For her two options, it seems to me that if she plans no more children,
maternal preference should be heavily considered as the deciding factor.
If she does plan more children, however, VBAC is safer--if she accepts
it.
I referenced Mankuta, AJOG, Sept 2003 in my first response. That paper
is important reading for anyone working with populations where large
families are more common. Mankuta concluded that if a single future
pregnancy is likely, the long-term risk of Cesarean (placenta accreta)
makes a VBAC is the better, safer option, *even if* the risk of a rescue
Cesarean is high in the current pregnancy.
And his model did not include either the sharply increasing risk of
accreta with more than one subsequent pregnancy or the strong
indications that later VBACs are probably much safer than the first one.
(All of the evidences that we have point in this direction. One smaller
study found an 80% reduction in UR risk after the first VBAC.)
The currently popular approach to VBAC has a low mortality risk in
populations where women have 1 or 2 children. I don't think that a
blanket restriction of maternal choice is good in/for any population,
but strictly from the standpoint of maternal mortality, outcomes will be
close where VBAC services are withheld from average-sized families.

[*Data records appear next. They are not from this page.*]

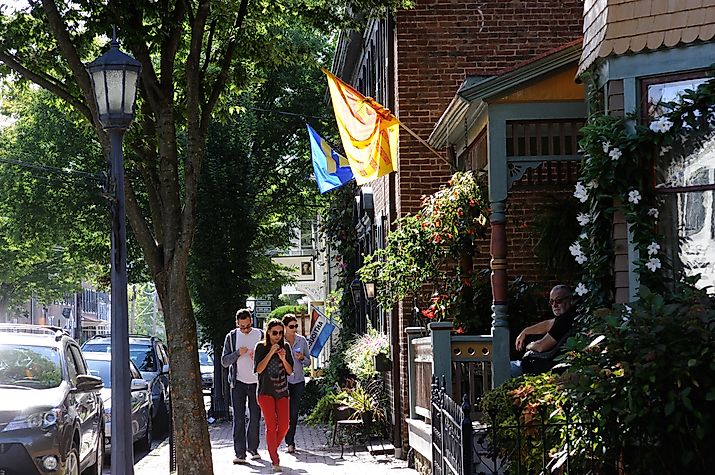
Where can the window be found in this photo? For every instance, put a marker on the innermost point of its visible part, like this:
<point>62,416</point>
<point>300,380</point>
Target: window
<point>685,178</point>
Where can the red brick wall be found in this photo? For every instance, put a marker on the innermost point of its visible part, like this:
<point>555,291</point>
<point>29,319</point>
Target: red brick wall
<point>440,43</point>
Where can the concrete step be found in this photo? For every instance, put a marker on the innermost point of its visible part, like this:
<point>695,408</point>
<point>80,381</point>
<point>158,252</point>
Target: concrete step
<point>380,447</point>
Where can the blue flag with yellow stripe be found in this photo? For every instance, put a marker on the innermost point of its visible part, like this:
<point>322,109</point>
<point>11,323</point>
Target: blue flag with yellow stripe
<point>331,169</point>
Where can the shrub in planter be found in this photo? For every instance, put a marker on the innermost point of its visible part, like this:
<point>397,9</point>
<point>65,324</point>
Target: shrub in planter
<point>518,409</point>
<point>360,353</point>
<point>648,372</point>
<point>315,389</point>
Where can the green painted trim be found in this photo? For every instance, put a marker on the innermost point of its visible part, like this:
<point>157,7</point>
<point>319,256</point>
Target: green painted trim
<point>674,60</point>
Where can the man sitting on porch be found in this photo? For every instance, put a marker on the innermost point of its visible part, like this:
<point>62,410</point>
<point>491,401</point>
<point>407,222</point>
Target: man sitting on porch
<point>554,331</point>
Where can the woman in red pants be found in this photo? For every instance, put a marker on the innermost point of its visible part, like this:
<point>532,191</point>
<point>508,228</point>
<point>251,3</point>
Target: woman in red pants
<point>274,362</point>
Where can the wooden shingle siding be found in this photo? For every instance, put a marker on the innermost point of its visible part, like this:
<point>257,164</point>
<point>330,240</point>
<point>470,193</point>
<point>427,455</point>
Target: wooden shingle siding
<point>616,27</point>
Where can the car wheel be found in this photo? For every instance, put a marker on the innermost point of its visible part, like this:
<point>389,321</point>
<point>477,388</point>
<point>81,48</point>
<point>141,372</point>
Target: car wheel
<point>72,462</point>
<point>96,468</point>
<point>144,443</point>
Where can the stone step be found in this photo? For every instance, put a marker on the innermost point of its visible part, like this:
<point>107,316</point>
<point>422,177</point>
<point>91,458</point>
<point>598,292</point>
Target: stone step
<point>380,447</point>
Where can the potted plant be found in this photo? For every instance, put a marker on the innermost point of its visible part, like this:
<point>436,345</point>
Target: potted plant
<point>363,401</point>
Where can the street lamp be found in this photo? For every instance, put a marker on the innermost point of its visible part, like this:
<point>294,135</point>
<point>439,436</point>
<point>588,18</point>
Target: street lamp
<point>370,290</point>
<point>356,291</point>
<point>114,78</point>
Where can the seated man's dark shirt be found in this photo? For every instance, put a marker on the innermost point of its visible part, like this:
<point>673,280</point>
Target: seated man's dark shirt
<point>562,325</point>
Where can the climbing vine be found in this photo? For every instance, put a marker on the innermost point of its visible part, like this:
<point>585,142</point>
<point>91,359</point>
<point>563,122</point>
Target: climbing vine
<point>617,175</point>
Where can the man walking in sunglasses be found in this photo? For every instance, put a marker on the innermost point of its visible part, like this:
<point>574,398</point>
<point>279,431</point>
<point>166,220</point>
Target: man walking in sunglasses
<point>238,357</point>
<point>274,362</point>
<point>553,330</point>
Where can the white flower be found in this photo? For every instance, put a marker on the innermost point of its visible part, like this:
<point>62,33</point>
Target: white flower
<point>634,197</point>
<point>581,193</point>
<point>583,219</point>
<point>653,264</point>
<point>661,125</point>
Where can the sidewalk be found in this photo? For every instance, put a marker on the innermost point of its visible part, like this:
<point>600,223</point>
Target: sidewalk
<point>313,456</point>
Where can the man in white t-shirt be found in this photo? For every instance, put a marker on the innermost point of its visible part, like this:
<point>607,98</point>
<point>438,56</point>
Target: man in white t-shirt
<point>237,356</point>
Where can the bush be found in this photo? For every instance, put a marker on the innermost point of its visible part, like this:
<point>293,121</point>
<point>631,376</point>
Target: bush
<point>519,409</point>
<point>360,353</point>
<point>322,413</point>
<point>649,376</point>
<point>315,389</point>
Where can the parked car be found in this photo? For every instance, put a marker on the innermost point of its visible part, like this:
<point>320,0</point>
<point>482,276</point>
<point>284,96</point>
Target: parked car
<point>51,415</point>
<point>100,364</point>
<point>207,370</point>
<point>150,355</point>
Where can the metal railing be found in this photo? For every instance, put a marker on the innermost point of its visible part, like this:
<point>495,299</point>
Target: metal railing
<point>527,442</point>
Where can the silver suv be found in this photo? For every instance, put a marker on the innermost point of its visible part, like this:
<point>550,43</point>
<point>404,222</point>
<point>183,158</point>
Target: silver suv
<point>150,355</point>
<point>51,416</point>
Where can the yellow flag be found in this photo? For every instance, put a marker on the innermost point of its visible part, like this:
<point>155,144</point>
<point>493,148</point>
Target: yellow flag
<point>369,132</point>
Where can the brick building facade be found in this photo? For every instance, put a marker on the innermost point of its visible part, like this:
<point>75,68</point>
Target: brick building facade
<point>414,64</point>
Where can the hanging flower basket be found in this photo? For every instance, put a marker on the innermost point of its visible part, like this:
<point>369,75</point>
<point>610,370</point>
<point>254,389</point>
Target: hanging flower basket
<point>382,363</point>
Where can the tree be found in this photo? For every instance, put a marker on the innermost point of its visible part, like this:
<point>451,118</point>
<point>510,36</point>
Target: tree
<point>191,53</point>
<point>254,190</point>
<point>53,233</point>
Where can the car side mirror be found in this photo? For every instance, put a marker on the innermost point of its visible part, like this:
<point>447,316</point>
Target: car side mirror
<point>139,385</point>
<point>87,383</point>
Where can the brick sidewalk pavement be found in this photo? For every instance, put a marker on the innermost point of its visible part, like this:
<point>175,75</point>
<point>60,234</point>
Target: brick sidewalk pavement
<point>313,456</point>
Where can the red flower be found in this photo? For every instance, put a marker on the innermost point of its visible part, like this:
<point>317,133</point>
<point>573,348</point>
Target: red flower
<point>428,312</point>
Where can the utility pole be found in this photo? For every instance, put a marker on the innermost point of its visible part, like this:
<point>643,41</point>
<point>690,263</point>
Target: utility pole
<point>133,314</point>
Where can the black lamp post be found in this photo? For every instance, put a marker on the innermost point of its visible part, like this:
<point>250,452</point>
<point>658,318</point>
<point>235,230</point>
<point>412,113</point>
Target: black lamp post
<point>370,290</point>
<point>114,79</point>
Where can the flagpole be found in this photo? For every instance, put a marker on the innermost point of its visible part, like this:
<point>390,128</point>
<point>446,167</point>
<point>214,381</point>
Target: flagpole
<point>424,142</point>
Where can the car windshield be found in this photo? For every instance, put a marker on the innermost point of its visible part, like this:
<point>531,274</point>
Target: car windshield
<point>103,369</point>
<point>30,366</point>
<point>205,359</point>
<point>143,357</point>
<point>140,354</point>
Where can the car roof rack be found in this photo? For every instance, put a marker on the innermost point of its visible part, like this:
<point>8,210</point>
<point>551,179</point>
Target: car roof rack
<point>57,332</point>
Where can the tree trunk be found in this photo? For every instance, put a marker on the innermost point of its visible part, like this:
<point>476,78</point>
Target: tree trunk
<point>188,412</point>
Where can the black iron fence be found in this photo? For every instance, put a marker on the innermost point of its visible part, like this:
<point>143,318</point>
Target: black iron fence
<point>527,441</point>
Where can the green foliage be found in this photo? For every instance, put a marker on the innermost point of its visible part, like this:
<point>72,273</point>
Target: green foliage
<point>614,177</point>
<point>365,399</point>
<point>315,389</point>
<point>361,351</point>
<point>523,405</point>
<point>649,375</point>
<point>420,246</point>
<point>338,228</point>
<point>322,412</point>
<point>54,225</point>
<point>281,311</point>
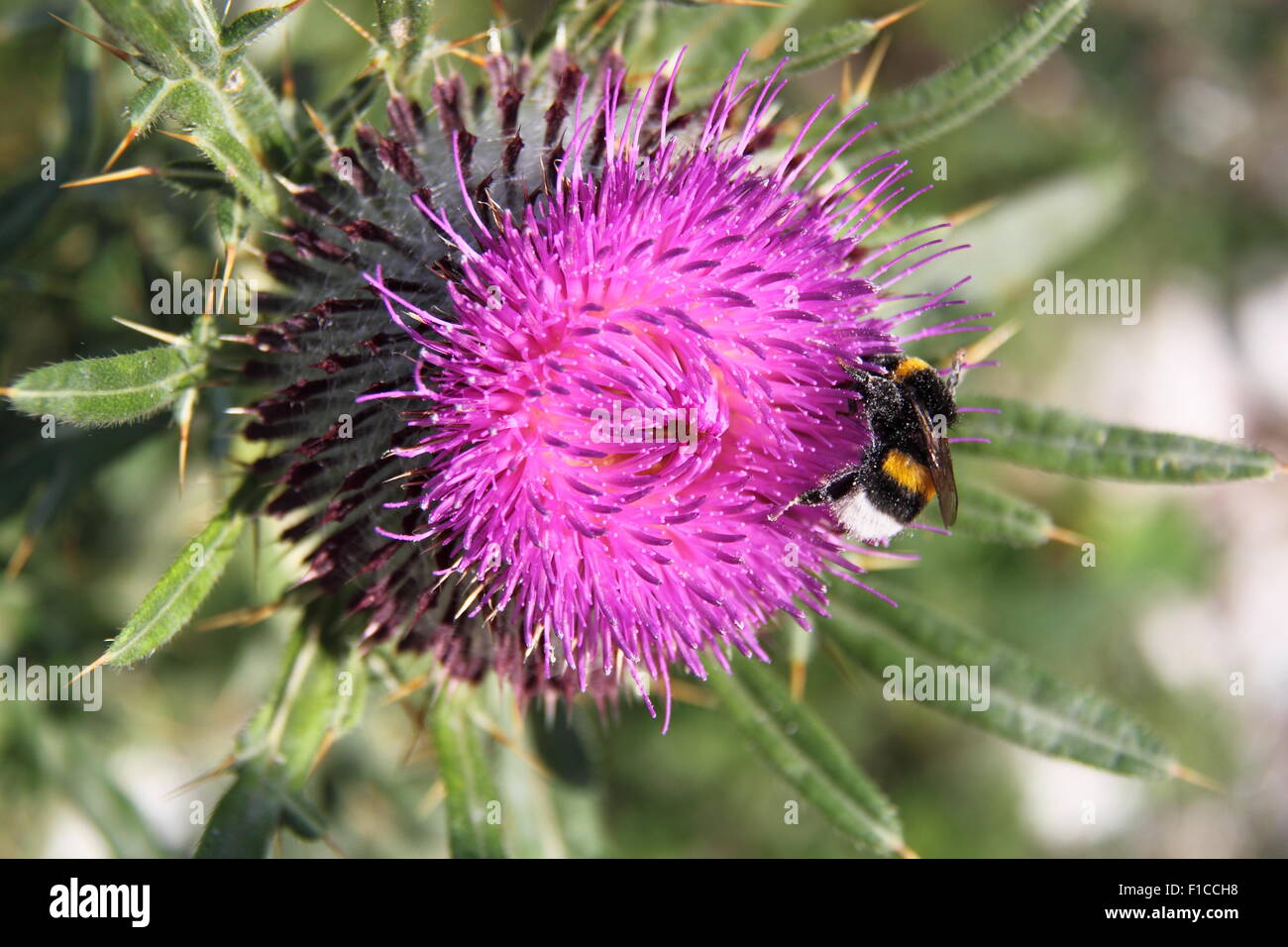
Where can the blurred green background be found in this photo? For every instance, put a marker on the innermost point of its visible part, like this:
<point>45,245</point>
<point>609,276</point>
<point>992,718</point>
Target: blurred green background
<point>1106,163</point>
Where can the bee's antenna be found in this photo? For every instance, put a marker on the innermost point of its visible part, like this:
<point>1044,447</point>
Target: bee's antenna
<point>782,509</point>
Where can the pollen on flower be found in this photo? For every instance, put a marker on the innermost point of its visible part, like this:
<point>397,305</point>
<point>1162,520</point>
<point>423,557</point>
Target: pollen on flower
<point>636,368</point>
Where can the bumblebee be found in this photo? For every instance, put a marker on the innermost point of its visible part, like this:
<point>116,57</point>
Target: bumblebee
<point>909,408</point>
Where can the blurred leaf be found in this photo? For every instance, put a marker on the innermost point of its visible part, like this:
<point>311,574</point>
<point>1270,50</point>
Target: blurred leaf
<point>926,110</point>
<point>320,693</point>
<point>404,29</point>
<point>318,696</point>
<point>245,818</point>
<point>832,44</point>
<point>1059,442</point>
<point>29,460</point>
<point>1025,705</point>
<point>467,777</point>
<point>176,596</point>
<point>1028,232</point>
<point>116,389</point>
<point>25,205</point>
<point>800,749</point>
<point>992,517</point>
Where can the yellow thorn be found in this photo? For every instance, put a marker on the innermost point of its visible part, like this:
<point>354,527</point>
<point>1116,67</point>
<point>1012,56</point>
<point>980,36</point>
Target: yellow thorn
<point>469,600</point>
<point>357,29</point>
<point>690,693</point>
<point>797,680</point>
<point>230,261</point>
<point>125,144</point>
<point>155,333</point>
<point>469,56</point>
<point>321,127</point>
<point>476,38</point>
<point>287,72</point>
<point>26,545</point>
<point>606,17</point>
<point>433,799</point>
<point>971,211</point>
<point>897,16</point>
<point>1057,534</point>
<point>868,77</point>
<point>240,617</point>
<point>500,736</point>
<point>1196,779</point>
<point>98,663</point>
<point>205,777</point>
<point>142,171</point>
<point>119,53</point>
<point>991,343</point>
<point>406,689</point>
<point>880,564</point>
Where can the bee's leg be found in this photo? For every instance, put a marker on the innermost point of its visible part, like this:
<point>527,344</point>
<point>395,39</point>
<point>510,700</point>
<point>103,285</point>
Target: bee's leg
<point>954,375</point>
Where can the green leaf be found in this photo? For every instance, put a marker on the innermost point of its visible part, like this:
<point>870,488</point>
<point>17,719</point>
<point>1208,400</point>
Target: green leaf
<point>805,753</point>
<point>992,517</point>
<point>406,27</point>
<point>471,791</point>
<point>176,596</point>
<point>1059,442</point>
<point>1024,703</point>
<point>95,392</point>
<point>318,696</point>
<point>934,106</point>
<point>824,48</point>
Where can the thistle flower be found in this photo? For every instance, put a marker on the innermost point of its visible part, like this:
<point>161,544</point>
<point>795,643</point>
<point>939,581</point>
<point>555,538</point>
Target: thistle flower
<point>612,360</point>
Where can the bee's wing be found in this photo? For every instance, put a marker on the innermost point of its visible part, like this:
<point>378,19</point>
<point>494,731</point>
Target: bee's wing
<point>940,468</point>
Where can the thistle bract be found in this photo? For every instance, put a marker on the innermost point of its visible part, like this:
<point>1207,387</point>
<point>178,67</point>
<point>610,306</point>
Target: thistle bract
<point>606,367</point>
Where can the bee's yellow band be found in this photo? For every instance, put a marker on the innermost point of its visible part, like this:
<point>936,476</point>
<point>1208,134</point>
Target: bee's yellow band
<point>909,474</point>
<point>907,367</point>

But for ethnic and religious groups where women have 4 or more children,
where sterilization is often considered unacceptable, the policies of
refusing VBAC and neglecting to reveal the long-term risks of placenta
accreta with serial Cesarean *are* dangerous for women.
I think that the current belief that a VBAC is legally more risky than
even *serial* Cesarean is probably very short-sighted. When a mother of
5 young children is killed by percreta after her doctor demanded that
she have repeat Cesareans against her will and without ever mentioning
"placenta acccreta" in his blood-and-death speech, we're going to see a
father getting vengeance in court, big time.
How is a jury going to feel when the pictures of 5 motherless little
children are put in their faces? This kind of thing appears to be more
effective than proving causation. The future is not bright.